Offline simulations occurred in two grids: a one-dimensional space with 9 squares and a 2-dimensional space with 400 squares. Three navigation strategies were tested: "Bayesian Inference," "React," and "Random." For the latter two, EEG trials from a participant who observed the experiment were retrieved after each robot action and classified in real time to inform subsequent actions. The navigation strategy determined when the target was reached, concluding the run. Each strategy was executed 1000 times per participant for each grid size.
Methodology and results
Researchers employed a four-way classification model to categorize the observed robotic movements for each participant. These four movement classes were defined as follows: TT condition (movements towards the target), FA condition (moving further away from an off-target location), TR condition (target reached), and SO condition (stepping off the target). The distance to the target was determined by the minimum number of steps from the robot's current position to the target, considering only horizontal and vertical movements. Based on this distance, the possible movements were classified into "TT condition" or "FA condition."
The classification process involved a two-stage binary tree. Initially, EEG trials were categorized as responses to either erroneous (SO or FA conditions) or correct (TR and TT conditions) movements. Subsequently, they were further classified into specific categories. For classification, stepwise linear discriminant analysis was employed. The preprocessing of the data involved baseline correction, downsampling, and bandpass filtering. A binary classification of target identification (TI) action was performed for each participant to determine whether the identified location was correct (CTI) or false (FTI).
The study investigated the impact of detailed EEG information by comparing the Bayesian inference strategy to an equivalent system with TI classification switched off. Additionally, the proposed system was compared to a binary error versus correct movement classification system. Both alternative systems used various stringency values to assess their performance.

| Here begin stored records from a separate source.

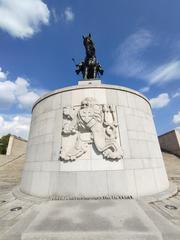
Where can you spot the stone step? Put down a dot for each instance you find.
(90, 220)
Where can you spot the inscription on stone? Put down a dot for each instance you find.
(90, 123)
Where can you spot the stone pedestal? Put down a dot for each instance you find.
(93, 140)
(103, 220)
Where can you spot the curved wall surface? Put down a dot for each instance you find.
(139, 172)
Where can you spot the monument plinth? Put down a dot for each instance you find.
(93, 140)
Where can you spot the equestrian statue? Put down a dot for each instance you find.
(89, 68)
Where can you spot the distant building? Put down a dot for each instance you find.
(170, 142)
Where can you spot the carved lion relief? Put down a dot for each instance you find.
(90, 123)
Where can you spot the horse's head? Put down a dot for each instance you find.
(87, 40)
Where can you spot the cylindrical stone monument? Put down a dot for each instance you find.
(93, 140)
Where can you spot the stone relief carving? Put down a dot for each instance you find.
(90, 123)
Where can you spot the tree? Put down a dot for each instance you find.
(4, 143)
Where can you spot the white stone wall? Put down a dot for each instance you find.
(141, 172)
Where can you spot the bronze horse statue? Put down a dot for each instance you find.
(89, 68)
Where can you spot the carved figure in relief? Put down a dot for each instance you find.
(91, 123)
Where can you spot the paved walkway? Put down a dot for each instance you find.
(12, 223)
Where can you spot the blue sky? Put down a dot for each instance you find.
(137, 43)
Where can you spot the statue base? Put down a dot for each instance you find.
(93, 140)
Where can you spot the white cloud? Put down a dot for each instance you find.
(23, 18)
(69, 14)
(177, 94)
(17, 125)
(128, 59)
(144, 89)
(3, 75)
(26, 100)
(165, 73)
(18, 92)
(176, 118)
(160, 101)
(55, 16)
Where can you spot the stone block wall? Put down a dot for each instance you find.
(140, 172)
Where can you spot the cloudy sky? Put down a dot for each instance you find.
(137, 41)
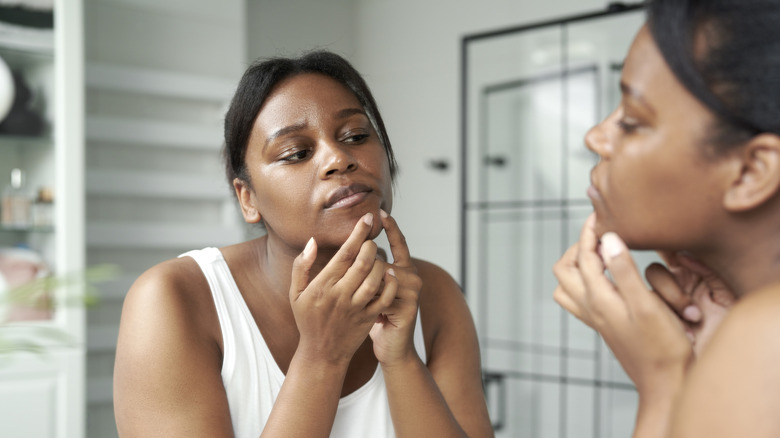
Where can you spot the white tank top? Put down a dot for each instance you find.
(252, 379)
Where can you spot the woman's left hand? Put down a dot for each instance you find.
(645, 335)
(392, 334)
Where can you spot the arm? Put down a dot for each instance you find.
(444, 398)
(167, 376)
(334, 313)
(165, 344)
(734, 387)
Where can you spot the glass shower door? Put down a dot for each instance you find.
(530, 96)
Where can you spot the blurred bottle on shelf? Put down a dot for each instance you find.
(15, 212)
(42, 213)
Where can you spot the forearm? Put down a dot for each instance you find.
(307, 403)
(417, 406)
(655, 410)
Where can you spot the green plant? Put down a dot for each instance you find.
(48, 293)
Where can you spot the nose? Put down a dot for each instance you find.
(598, 138)
(338, 158)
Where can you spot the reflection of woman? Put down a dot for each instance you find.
(690, 161)
(306, 331)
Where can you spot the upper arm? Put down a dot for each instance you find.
(167, 373)
(734, 388)
(452, 349)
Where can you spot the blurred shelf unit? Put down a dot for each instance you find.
(152, 133)
(156, 134)
(42, 395)
(160, 235)
(102, 76)
(28, 40)
(154, 185)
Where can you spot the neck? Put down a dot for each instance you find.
(276, 259)
(749, 262)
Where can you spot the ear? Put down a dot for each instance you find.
(246, 199)
(758, 179)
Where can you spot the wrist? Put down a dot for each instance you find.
(315, 357)
(656, 406)
(402, 364)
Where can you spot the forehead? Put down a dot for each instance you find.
(646, 72)
(298, 98)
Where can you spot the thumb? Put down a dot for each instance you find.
(301, 268)
(628, 281)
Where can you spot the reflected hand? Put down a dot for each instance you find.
(393, 331)
(644, 334)
(335, 311)
(698, 295)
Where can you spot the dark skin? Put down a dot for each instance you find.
(723, 210)
(328, 305)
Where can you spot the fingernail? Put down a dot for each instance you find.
(692, 313)
(611, 246)
(309, 245)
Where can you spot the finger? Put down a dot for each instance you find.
(397, 241)
(564, 300)
(369, 288)
(387, 296)
(665, 285)
(360, 269)
(568, 275)
(349, 251)
(302, 268)
(669, 257)
(627, 280)
(589, 261)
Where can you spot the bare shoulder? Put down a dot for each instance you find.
(734, 388)
(439, 290)
(176, 291)
(443, 307)
(167, 372)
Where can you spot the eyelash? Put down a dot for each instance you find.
(627, 128)
(295, 156)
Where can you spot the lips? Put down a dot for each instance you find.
(347, 196)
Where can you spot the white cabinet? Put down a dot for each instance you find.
(42, 395)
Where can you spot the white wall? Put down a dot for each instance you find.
(409, 53)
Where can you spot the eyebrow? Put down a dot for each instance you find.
(627, 90)
(343, 114)
(347, 112)
(284, 131)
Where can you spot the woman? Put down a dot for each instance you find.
(690, 161)
(306, 331)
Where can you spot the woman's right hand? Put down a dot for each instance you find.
(335, 310)
(696, 293)
(644, 334)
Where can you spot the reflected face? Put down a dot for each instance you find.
(655, 184)
(315, 163)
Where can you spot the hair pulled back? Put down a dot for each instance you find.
(258, 82)
(727, 54)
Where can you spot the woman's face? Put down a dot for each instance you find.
(655, 184)
(315, 163)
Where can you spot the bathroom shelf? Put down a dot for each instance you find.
(139, 133)
(161, 236)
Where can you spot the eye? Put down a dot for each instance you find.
(628, 126)
(355, 137)
(296, 155)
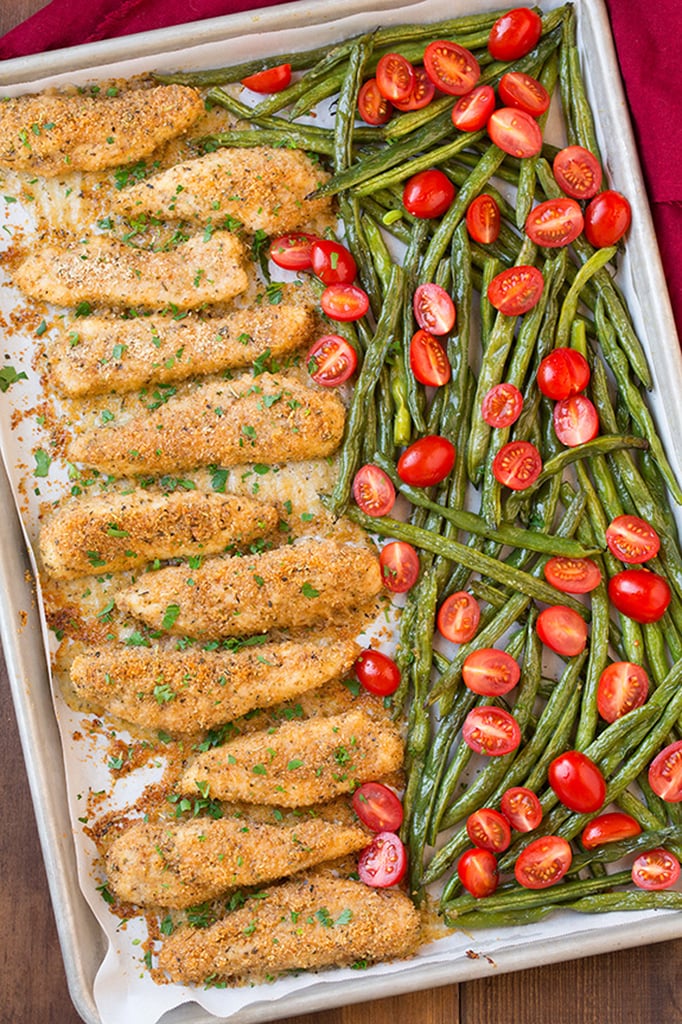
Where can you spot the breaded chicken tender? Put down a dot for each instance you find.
(108, 272)
(267, 419)
(298, 585)
(182, 691)
(179, 863)
(115, 531)
(315, 922)
(55, 133)
(96, 354)
(264, 188)
(298, 764)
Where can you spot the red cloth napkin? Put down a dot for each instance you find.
(646, 40)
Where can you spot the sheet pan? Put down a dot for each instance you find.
(565, 936)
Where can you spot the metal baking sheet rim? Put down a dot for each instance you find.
(80, 936)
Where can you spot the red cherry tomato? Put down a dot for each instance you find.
(514, 34)
(639, 594)
(523, 92)
(632, 540)
(666, 773)
(516, 290)
(577, 781)
(517, 465)
(452, 69)
(383, 862)
(374, 491)
(562, 373)
(459, 616)
(609, 827)
(491, 672)
(578, 172)
(488, 829)
(427, 461)
(483, 220)
(399, 566)
(428, 194)
(502, 406)
(331, 360)
(576, 420)
(472, 111)
(515, 132)
(477, 870)
(543, 862)
(655, 869)
(378, 807)
(623, 686)
(606, 219)
(572, 576)
(492, 731)
(521, 808)
(270, 80)
(378, 673)
(433, 308)
(562, 630)
(332, 262)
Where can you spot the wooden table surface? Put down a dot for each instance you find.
(633, 986)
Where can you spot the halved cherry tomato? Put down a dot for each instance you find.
(491, 672)
(639, 594)
(269, 80)
(523, 92)
(543, 862)
(395, 77)
(459, 616)
(433, 308)
(562, 373)
(372, 107)
(378, 807)
(452, 69)
(622, 687)
(521, 807)
(428, 359)
(492, 731)
(332, 262)
(655, 869)
(502, 404)
(331, 360)
(477, 870)
(378, 673)
(609, 827)
(578, 172)
(632, 540)
(374, 491)
(515, 132)
(516, 290)
(514, 34)
(344, 302)
(383, 862)
(577, 781)
(428, 194)
(606, 219)
(399, 566)
(517, 465)
(488, 829)
(293, 251)
(576, 420)
(572, 576)
(562, 630)
(666, 773)
(483, 220)
(472, 111)
(427, 461)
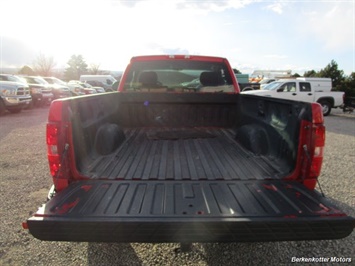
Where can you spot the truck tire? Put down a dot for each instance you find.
(326, 106)
(15, 110)
(2, 107)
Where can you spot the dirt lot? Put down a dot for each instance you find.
(25, 181)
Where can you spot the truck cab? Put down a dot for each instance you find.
(305, 90)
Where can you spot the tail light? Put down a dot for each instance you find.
(313, 147)
(57, 148)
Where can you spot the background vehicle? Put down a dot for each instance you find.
(81, 88)
(14, 96)
(164, 161)
(40, 90)
(60, 89)
(304, 89)
(106, 81)
(244, 84)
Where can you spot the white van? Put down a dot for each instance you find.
(105, 81)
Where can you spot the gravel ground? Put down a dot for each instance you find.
(25, 181)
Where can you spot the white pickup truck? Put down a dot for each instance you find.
(305, 90)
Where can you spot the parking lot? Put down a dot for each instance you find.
(25, 180)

Evaluation of navigation strategies in small and large grids involved two key metrics: the percentage of targets correctly identified (PTCI), which measures accuracy, and the mean normalized number of steps (MNS), which measures speed. Results revealed that, based on PTCI scores, the Bayesian strategy outperformed and was statistically significant compared to other strategies. At the same time, the statistical analysis for the MNS score reveals that there is no significant difference between strategies.
The trade-off between speed and accuracy was evident, with higher stringency settings improving accuracy but increasing the number of steps. The effect of classifying target identification actions showed improved robustness with TI classification. The four-way movement classification outperformed the binary classification in speed and consistency.
Conclusion
In summary, the authors introduced a scalable approach that leverages reactive EEG not only for navigating to target locations but also for accurately identifying those targets upon reaching them. They demonstrated the superiority of the Bayesian inference strategy and suggested its potential for various applications. Future research can concentrate on investigating other learning approaches, such as inverse reinforcement learning as well as long-term learning.